What interests me most is the emerging, or now real, division between two groups of citizens. The first is the group that is being called the ‘elites’ — people who are university educated, have rather or strongly Left views about the world, tend to work for publicly funded organisations, and have a large foothold in the mainstream media. The second is the rest of the electorate, people who have less education, work in the private sector, are more conservative in their social and economic views, and operate farms, small businesses and other somewhat marginal enterprises.
It is the first group that is exercised about ‘climate change’, and while there are doubtless many in the larger group who worry about it from time to time, their preoccupations are more mundane, whether or not people will still come to their little shop now that Coles or Woolies has opened up nearby, what are they going to do about child-care, how they are going to afford a second car so that the wife can get to work, and so on.

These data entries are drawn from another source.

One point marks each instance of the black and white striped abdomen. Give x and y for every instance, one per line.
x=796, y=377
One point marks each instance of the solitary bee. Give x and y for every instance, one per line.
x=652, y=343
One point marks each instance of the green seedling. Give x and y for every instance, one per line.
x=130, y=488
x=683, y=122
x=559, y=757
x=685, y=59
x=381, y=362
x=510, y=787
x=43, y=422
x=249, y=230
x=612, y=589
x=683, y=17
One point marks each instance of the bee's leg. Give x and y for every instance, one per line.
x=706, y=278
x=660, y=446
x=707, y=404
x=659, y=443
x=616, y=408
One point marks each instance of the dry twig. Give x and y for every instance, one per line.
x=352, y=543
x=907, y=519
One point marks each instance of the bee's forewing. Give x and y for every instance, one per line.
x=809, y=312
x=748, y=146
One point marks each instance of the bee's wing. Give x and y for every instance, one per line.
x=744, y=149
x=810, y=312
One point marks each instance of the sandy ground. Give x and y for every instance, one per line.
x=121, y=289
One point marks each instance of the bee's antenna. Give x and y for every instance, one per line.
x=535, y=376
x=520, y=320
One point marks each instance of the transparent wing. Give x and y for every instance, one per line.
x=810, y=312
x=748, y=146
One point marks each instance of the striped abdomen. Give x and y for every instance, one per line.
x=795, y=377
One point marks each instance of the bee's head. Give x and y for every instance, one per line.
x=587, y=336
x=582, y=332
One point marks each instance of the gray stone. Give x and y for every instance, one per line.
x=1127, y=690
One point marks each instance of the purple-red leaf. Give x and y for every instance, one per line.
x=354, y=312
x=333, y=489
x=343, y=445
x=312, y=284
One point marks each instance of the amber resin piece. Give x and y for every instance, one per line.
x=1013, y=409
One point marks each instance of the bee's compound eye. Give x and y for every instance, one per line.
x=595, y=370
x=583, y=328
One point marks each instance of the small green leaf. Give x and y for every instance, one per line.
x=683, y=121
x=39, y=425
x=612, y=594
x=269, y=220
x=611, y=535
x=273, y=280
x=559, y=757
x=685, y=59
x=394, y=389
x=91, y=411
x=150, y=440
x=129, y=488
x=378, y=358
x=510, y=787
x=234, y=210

Now if all this sounds like a reprise of Labor and anti-Labor, it’s not, because it is the well-educated who are the Labor voters, not the little Aussie battlers, or the quiet Australians (or quiet Brits — the same adjective has been used in both countries). I’ve written about this before, but the UK elections have given this division an extra dimension. Where will it all end? I have no answer. I do not think that ‘socialism’ will attract British or Australian voters, let alone American ones. We have all become much wealthier, in comparison with the 1930s, the last decade when socialism and communism made real sense to a lot of people, both rich and both poor. Yes, we still have poor people and homeless people, and I’ve written about their plight before, too. But the notion that we can sort of do without private enterprise, and that the wise people in government can make better decisions about how we might spend whatever discretionary money we have, I think that message doesn’t resonate with ‘ordinary’ people, who know that they are better off than they used to be, and would like to be better off still.
I wasn’t there, but I don’t think Jeremy Corbyn sold his socialist message very well, and no doubt he was surrounded by people of his own persuasion, just as Bill Shorten was during our own election campaign earlier this year. We are beginning to hear that ‘democracy just doesn’t work’, from people who can’t understand why the common people don’t understand the message that the elites are putting to them, whether it’s about capitalism or climate change.
In my view democracy is showing its strength, and as Winston Churchill said, it’s much better than the alternatives, even if it is slow to wake up (or something like that).